Kei closed his eyes, feeling a languid comfort seize his body with the sound of their dying laughter. “I’m going to sleep," he lied. "Kindly leave any more of your weird rants for the morning, thanks.”
Tadashi smiled with closed lids. “They’re not weird. They’re enlightening.”
“Eccentric.”
“Tsukki, the walking thesaurus.”
“If you don’t shut up right now, I’m kicking you out of my house--”
“Shh! Some people are trying to sleep and you just keep running your mouth-- Ow! No, please!” Tadashi shrieked as Kei flung another pillow at him. Laughter muffled against it, Tadashi pushed back and took a sharp breath. Kei snickered.

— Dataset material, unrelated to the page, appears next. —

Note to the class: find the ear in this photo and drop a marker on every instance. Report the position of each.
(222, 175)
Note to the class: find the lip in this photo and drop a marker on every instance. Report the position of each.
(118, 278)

“Your mom raised a bully.”
“Your mom raised a baby.”
The two were silent for a moment, before breathes of laughter escaped their lips and Kei shook his head at himself.
“That was terrible.” Tadashi held his stomach, curled into the blanket.
“It’s almost two in the morning.”
“Excuses, excuses.”
Smiles lit the dark, slowly dissipating. Breathing slowed, heart beats in chests fading in their glow, and suddenly, or maybe it wasn’t so sudden, maybe the question was premeditated, but in the morning, he would be glad to have asked it, glad to have stolen a few more hours awake.
“You want cereal?”
Tadashi looked up at him, eyes slowly creasing and mouth contorted into a lopsided smile. “Cereal?”
“Yeah,” Kei glanced over at him, saw how his eyebrows quirked in baffled confusion. He sat up, flinging the covers from himself and over Tadashi, climbing off the bed.
“What? Right now?”
Kei shrugged. “I’m hungry.”
Tadashi slipped off the bed as well, silently following behind him. “Won’t your mom hear us?” He whispered, wrapping his arms around himself and ducking his head a little, as if hiding from the darkness and the potentially, irritable awoken mother.
“She’s fine,” Kei said under his breath, peeking out into the darkened hallway.
“It’s 2:30 in the morning.” Tadashi stifled a laugh, holding onto Kei’s shoulder as they navigated the hall.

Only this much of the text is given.